Evet, sayın Akşener “İlk kere size ve dürüstlükle anlatıyorum” diyerek şunları söylemişti: Bir arkadaşımız aradı. Ülke TV’de başlayıp, sonra başkalarına sirayet eden, bu darbenin başbakanının benim olduğuma dair bir yayın yapıldı. Tam gidelim mi derken, bunun bir provokasyona sebep olabileceğini düşünerek durdum. Darbecilere takviye olmak için çıktı denilebilirdi. Asıl değişik olanı şu, hiç çözemedik. Helikopter daima bizim konutun bulunduğu o alanda döndü durdu. Ve iki büyük kurşun bizim polis noktasına geldi. Zırhlı yaptırmıştım ben. Sıyırdı geçti, kıyafetlerini giydikleri konteynırın camlarını indirdi. Lakin sonra, sonraki gün, çok enteresan bir biçimde yayınlar başladı. Onca erkek, sayın cumhurbaşkanı, başbakan, Kılıçdaroğlu, Bahçeli dahil hepsi bir yerlerde, hiçbirini tankın üstünde görmedim, lakin tutturdular, Meral Akşener niçin tankın üstüne çıkmadı diye. Buraya da bir soru işareti koydum. Şayet sayın Erdoğan’ın danışmanları, o esnada ‘Hazır elimiz değmişken Meral Akşener’i çıkaralım’ diye bir plan proje yaptıysa amenna, bakın buna bir şey demem. Amaaa hakikaten o darbe başarılmış olsaydı, başbakanı cumhurbaşkanı olacak şahısları gizlemek üzere bir el devreye girmişse o vakit Sayın Erdoğan’ın bu işe dikkatle bakması lazım. Sayın Erdoğan’ı FETÖ uğraşında samimi buluyorum ancak etrafını muhakkak samimi bulmuyorum. Etrafından kim bana çemkiriyorsa emin olsun kriptodur…”

‘ADAYLIĞINI BENDEN DUYDU’

– Kitapta CHP önderi Kemal Kılıçdaroğlu ile yaptığın söyleşilerin birincisinde Ekrem İmamoğlu’nun adaylığını duyurmuşsun. Anlatır mısın biraz, nasıl oldu?

Tarih 12 Kasım 2018… Kemal Beyefendi ile söyleşi yapıyoruz, o sırada özel kalemi kısa müddetliğine odaya girip, genel lidere “Ekrem İmamoğlu’yla görüştünüz değil mi” diye sordu. Bu ortada İmamoğlu Beylikdüzü dışında bilen yok, tanıyan yok. Lakin herkes İBB lider adayı kim olacak, merak ediyor.

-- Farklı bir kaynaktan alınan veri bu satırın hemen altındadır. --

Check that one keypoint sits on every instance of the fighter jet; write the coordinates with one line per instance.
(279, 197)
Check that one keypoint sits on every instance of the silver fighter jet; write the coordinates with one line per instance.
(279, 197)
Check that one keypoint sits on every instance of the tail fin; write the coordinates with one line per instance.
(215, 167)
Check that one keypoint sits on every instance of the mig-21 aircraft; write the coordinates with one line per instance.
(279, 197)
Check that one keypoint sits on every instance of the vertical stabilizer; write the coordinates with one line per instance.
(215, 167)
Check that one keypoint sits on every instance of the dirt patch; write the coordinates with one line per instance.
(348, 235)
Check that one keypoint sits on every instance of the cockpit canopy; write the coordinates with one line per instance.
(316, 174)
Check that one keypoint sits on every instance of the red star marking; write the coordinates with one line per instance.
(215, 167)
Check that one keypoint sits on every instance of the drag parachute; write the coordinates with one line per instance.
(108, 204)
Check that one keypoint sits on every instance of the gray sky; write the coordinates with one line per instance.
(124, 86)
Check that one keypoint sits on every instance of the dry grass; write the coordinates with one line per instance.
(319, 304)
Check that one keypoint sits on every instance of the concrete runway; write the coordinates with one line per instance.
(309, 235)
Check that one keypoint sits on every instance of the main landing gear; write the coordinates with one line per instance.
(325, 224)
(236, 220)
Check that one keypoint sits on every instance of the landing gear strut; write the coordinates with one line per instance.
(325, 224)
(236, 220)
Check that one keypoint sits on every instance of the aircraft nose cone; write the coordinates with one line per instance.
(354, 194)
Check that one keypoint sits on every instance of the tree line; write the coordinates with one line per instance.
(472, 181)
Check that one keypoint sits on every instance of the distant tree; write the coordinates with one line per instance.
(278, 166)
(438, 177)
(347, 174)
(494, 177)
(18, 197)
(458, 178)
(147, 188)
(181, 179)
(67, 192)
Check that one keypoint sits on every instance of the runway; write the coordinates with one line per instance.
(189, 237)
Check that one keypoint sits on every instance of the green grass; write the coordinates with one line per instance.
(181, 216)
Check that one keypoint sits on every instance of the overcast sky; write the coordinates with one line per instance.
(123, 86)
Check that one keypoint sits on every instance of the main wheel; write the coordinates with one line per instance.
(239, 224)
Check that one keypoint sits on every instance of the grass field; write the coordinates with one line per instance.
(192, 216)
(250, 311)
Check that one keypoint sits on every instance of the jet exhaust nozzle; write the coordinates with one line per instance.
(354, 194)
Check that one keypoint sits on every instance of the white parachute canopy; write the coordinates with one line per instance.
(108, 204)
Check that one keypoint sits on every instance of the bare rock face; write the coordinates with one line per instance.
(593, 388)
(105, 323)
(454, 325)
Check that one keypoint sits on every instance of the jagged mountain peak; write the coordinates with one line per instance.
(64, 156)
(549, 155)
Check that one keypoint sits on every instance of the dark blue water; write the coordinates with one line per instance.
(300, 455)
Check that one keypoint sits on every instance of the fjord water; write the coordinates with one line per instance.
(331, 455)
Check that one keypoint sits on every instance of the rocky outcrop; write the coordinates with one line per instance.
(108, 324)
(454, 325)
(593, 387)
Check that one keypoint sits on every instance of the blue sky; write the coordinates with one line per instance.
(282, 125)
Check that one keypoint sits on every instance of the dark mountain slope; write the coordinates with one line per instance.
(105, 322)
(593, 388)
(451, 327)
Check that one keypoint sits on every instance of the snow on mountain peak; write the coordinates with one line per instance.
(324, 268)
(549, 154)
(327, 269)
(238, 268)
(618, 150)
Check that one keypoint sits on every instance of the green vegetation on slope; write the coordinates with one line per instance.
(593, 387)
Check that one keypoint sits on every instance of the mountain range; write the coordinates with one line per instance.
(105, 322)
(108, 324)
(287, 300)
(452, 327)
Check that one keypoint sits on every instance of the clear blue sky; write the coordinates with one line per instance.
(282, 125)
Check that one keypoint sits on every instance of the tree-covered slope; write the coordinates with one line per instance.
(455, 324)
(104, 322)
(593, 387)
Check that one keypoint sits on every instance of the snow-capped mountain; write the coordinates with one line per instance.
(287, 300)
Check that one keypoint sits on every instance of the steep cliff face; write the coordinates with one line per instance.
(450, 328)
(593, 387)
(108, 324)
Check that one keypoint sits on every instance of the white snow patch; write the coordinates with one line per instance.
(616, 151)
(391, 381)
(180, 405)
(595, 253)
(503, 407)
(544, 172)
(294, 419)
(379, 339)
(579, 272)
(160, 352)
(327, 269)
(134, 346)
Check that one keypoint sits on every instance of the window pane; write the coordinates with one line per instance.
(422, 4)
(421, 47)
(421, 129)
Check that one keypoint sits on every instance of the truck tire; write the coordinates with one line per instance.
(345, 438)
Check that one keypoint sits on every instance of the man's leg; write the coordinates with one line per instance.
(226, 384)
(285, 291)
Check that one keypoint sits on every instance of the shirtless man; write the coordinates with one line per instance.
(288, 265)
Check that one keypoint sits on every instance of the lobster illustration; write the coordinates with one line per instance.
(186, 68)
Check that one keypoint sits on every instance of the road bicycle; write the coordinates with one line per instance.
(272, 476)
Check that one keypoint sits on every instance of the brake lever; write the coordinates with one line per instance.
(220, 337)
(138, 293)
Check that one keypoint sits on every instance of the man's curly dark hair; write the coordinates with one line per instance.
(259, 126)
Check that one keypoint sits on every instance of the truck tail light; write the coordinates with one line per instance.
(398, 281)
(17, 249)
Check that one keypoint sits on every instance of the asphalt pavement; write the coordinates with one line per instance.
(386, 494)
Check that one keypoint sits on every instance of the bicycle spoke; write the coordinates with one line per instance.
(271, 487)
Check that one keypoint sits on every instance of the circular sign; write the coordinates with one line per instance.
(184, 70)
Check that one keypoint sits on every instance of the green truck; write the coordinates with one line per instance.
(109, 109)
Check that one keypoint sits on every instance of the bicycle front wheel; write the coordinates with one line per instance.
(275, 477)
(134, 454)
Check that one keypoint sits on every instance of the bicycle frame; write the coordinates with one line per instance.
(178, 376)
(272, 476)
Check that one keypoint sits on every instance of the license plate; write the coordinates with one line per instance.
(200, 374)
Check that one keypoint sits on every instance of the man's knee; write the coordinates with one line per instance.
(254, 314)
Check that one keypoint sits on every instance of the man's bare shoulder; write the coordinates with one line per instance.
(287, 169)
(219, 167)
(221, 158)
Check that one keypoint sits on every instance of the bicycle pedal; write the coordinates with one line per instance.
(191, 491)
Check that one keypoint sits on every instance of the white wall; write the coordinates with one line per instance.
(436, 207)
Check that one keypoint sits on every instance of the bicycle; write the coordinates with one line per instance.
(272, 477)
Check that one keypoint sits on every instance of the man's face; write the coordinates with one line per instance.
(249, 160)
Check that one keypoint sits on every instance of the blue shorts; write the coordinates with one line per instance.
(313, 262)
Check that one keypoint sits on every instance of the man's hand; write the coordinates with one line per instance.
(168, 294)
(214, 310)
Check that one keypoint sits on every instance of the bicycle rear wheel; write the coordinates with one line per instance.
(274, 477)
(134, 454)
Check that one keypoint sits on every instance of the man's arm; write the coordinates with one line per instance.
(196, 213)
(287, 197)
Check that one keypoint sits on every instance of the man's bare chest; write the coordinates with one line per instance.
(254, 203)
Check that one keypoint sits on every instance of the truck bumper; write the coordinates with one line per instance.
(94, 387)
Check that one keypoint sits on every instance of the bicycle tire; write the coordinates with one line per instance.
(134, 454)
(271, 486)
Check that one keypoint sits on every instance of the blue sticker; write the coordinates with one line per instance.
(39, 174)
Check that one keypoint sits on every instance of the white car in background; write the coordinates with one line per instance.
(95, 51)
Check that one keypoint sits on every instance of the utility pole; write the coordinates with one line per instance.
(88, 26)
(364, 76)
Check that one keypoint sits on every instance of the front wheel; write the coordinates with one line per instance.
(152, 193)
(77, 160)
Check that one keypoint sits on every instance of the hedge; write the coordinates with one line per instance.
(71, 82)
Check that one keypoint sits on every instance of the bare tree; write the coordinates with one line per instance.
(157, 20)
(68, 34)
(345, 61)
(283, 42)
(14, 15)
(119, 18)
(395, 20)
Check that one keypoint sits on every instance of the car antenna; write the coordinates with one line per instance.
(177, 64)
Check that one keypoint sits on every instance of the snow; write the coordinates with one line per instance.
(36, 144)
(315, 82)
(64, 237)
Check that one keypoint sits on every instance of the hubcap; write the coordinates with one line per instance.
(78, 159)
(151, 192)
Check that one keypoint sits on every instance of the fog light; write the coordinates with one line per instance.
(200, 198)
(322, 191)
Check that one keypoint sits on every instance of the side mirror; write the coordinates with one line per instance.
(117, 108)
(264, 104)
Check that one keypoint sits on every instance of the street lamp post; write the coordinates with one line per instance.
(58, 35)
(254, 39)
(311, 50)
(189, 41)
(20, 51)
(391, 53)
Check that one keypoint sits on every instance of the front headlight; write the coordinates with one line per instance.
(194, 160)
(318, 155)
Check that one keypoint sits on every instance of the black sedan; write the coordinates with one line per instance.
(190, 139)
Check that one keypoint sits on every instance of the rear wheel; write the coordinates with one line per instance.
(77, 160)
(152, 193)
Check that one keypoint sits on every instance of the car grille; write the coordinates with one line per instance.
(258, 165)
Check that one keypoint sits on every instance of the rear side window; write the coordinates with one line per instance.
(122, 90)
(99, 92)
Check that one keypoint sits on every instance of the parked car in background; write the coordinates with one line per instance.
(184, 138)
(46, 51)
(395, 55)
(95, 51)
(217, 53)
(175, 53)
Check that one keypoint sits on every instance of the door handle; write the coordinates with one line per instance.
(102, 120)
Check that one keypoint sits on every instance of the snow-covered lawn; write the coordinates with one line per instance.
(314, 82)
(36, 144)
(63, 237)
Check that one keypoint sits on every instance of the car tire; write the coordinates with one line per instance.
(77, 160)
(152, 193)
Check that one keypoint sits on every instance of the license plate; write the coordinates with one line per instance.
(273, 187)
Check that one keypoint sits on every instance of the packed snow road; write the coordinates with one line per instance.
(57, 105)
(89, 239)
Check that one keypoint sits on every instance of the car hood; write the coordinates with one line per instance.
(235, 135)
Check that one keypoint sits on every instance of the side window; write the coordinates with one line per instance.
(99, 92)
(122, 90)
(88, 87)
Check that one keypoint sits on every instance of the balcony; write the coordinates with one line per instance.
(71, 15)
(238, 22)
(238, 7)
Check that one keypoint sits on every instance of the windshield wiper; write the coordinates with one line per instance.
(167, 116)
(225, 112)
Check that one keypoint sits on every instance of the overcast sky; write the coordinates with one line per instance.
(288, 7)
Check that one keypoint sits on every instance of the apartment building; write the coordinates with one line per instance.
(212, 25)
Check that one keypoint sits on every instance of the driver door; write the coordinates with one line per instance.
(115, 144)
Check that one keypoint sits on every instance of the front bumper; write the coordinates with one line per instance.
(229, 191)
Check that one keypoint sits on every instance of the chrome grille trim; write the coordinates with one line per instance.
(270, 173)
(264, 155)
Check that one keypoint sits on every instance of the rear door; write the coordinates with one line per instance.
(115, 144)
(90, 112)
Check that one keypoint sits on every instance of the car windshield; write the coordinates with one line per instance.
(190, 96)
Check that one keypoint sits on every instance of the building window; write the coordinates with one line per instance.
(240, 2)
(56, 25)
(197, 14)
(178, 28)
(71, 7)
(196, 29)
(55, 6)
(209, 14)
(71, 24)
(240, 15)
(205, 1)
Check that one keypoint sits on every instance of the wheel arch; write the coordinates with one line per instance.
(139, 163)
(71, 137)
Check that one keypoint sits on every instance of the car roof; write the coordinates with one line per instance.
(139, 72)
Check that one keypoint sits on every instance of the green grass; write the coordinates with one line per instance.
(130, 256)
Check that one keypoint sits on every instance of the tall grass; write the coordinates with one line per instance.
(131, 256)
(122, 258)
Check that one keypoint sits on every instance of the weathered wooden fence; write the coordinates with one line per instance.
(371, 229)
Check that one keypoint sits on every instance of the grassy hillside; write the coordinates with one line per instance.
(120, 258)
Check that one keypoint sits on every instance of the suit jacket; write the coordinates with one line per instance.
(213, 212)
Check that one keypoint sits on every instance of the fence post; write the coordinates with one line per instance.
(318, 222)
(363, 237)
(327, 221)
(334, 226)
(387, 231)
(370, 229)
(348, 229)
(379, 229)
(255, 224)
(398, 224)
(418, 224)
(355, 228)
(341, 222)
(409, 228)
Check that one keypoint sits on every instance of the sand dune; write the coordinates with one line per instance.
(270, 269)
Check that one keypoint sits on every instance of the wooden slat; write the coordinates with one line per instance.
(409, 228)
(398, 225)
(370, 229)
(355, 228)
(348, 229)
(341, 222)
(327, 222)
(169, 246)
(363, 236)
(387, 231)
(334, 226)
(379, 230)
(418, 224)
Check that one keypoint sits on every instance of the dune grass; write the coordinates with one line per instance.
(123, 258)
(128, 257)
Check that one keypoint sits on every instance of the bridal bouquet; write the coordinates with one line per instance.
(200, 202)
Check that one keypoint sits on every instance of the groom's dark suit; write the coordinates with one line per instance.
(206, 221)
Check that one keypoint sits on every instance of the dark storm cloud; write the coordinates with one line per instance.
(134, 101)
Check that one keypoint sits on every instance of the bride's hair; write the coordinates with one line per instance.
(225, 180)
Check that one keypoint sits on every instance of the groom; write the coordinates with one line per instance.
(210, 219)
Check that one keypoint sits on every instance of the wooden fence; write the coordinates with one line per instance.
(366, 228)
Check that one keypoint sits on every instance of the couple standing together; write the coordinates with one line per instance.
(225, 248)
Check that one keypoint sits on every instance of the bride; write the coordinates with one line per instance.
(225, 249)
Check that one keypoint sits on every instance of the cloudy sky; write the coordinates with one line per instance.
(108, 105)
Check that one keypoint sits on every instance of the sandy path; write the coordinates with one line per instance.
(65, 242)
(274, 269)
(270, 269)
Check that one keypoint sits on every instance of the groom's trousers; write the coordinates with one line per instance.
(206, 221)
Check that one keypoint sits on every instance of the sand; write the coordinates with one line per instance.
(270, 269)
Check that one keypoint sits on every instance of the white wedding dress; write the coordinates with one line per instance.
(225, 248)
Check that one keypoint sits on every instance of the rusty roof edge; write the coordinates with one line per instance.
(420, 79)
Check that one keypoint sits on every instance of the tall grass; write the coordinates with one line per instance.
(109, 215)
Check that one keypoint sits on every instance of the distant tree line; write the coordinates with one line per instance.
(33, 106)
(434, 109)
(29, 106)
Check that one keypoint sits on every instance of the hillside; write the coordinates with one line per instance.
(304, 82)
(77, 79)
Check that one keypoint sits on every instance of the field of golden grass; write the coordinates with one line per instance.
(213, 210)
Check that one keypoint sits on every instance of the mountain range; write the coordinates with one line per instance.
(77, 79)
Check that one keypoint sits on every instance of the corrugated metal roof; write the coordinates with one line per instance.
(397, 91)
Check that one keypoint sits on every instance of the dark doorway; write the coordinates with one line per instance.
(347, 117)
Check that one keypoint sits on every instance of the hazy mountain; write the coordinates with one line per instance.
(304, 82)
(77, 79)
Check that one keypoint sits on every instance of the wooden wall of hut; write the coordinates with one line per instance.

Ben büsbütün gazeteci refleksiyle “Kemal Beyefendi Ekrem İmamoğlu ile ne konuştunuz” dedim. Kısa bir sessizlik oldu, “Yoksa İBB lider adayınız İmamoğlu mu” diye sordum akabinde. “Ekrem Beyefendi çok başarılı” diyerek başladı icraatlarını anlatmaya. Lider adayım demedi lakin benim izlenimim buydu. Gazeteye notumu düştüm: “Röportaj sırasındaki izlenimim, Kılıçdaroğlu’nun Beylikdüzü Belediye Lideri Ekrem İmamoğlu’nun muvaffakiyetinin daima altını çizmesiydi. CHP’nin İstanbul adayı İmamoğlu mu?” yazdım…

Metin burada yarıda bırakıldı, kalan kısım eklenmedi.